Conviene recordar que las sanciones del Tesoro estadounidense no se quedan en un simple listado de empresas vetadas. Conllevan la congelación de activos y la prohibición de que cualquier persona o entidad sujeta a la jurisdicción de Estados Unidos realice transacciones con los sancionados. Esto incluye a bancos internacionales, navieras y aseguradoras —muchos de ellos europeos— que son eslabones imprescindibles en la cadena comercial del combustible. Si estos actores, por exceso de celo, deciden cortar relaciones con intermediarios que pudieran estar contaminados, el impacto se extendería silenciosamente a todas las empresas que operan en el sector, incluidas las españolas.
La administración Sheinbaum, mientras tanto, ha prometido redoblar la lucha contra el contrabando, pero la escala del problema desborda las capacidades actuales.
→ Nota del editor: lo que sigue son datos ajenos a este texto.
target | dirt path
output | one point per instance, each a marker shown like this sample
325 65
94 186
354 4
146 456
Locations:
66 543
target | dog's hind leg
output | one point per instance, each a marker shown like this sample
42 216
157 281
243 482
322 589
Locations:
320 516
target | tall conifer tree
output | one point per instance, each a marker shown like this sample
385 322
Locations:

Para las energéticas españolas, la mejor defensa pasa por extremar los controles internos y mantener un canal abierto con las autoridades estadounidenses y mexicanas. El siguiente paso será seguir de cerca las designaciones adicionales que Washington pueda hacer en las próximas semanas; cualquier nuevo nombre que aparezca en la lista negra puede tener un efecto dominó difícil de predecir.
📌 Ficha del Caso
- Ficha sobre el caso: Estados Unidos sanciona a una red de contrabando de combustible vinculada al CJNG, que opera entre México y EE.UU., con ramificaciones en el sector energético mexicano donde participan empresas españolas.
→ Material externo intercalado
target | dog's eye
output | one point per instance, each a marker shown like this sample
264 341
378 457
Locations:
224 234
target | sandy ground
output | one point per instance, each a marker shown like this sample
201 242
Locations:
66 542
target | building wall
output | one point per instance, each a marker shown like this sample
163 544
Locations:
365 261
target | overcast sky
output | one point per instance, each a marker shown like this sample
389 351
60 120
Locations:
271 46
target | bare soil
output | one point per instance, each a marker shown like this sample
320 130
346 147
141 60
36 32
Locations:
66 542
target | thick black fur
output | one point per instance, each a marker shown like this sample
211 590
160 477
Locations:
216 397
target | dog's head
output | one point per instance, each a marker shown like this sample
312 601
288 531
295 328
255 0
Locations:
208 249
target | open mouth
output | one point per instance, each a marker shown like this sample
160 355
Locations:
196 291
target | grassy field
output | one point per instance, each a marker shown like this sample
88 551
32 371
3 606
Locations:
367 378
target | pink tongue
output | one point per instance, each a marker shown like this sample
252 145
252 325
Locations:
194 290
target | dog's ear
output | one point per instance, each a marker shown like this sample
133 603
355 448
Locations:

- Datos importantes: El contrabando de combustible cuesta a México más de 11.000 millones de euros en impuestos al año. Empresas como Repsol, Iberdrola y Naturgy tienen una presencia muy relevante en el país, con cientos de estaciones de servicio y grandes activos de generación.
- Resumen: Las sanciones, aunque indirectas, pueden alterar las cadenas de suministro y aumentar los riesgos reputacionales y financieros para las energéticas españolas en un mercado clave.